The dramatic and diverse land and seascapes of western Alaska’s ocean and islands make up the Aleutian and Bering Sea Islands Landscape Conservation Cooperative (ABSI). Their mission: to promote coordination, dissemination, and development of applied science to inform conservation of natural and cultural resources in the face of climate change and other landscape-scale stressors. In 2016, Nautilus facilitated two workshops introducing the Open Standards for the Practice of Conservation to ABSI staff and partners.
The Open Standards (OS) approach was developed by the Conservation Measures Partnership, a collaboration of conservation organizations committed to “advance the practice of conservation by developing, testing, and promoting principles and tools to credibly assess and improve the effectiveness of conservation actions.” Ian Dutton, Principal of Nautilus, helped build the Conservation Measures Partnership in 2004 and has facilitated OS trainings and workshops for over 10 years.
The Open Standards approach is designed to answer common questions that arise when practicing landscape scale conservation: What is the relationship between ecosystems and human communities? What ecological and cultural indicators are we going to use to measure ecosystem health? What strategies can be implemented to reduce threats? Are we succeeding? Ultimately, Open Standards provide a basis for communication and learning across conservation projects.

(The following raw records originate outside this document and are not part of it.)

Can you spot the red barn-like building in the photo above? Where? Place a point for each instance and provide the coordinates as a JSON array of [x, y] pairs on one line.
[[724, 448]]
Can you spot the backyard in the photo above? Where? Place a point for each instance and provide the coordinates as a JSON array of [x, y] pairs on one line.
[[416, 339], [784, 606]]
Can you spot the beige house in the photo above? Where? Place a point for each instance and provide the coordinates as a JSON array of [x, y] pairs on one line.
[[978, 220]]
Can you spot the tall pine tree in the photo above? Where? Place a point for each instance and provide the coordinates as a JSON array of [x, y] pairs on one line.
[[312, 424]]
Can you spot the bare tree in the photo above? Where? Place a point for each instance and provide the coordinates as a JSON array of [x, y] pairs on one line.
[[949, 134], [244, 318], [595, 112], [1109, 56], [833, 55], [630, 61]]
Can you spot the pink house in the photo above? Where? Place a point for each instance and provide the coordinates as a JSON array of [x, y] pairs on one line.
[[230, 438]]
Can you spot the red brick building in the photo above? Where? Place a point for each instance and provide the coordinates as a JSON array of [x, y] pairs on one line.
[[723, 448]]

What happens in an OS workshop?
The two OS workshops with ABSI were organized around breakout groups, allowing steering committee members to roll up their sleeves and dive into brainstorming, filtering ideas, and building visual frameworks with colorful sticky notes. Steering committee members settled on sea birds and human community sustainability as workshop targets. Two separate groups – one for each target – practiced carrying their target through each OS step in rapid progression: Assessing viability, identifying and rating threats, building a situational analysis, developing initial strategies, and creating a monitoring and operational plan.
Newly trained OS coaches Charla Sterne (USFWS) and Amanda Robertson (USFWS & Coordinator at NW Boreal LCC) assisted Ian Dutton in workshop facilitation. Nautilus Program Associate Katherine Schake captured each working group’s discussion, analysis, and logic maps within the Miradi software (project management software specifically designed to accompany OS framework and display geospatial logic maps). This provided ABSI with a valuable summary of workshop knowledge and outputs for future sharing and continued discussion.
The role of OS in landscape scale conservation is to provide a framework that allows teams to be systematic about planning, implementing, and monitoring their conservation initiatives. “We have a lot of preloaded knowledge in the group,” said Douglas Burn, Coordinator for ABSI. “A lot of these ideas have been floating around already, but now are settling into this framework.”
Ian Dutton reiterated throughout the workshop that OS cycle is meant to be double-looped, meaning the group is continually revisiting the steps of the process, revising and adapting to what they’ve learned during the process. It is results oriented!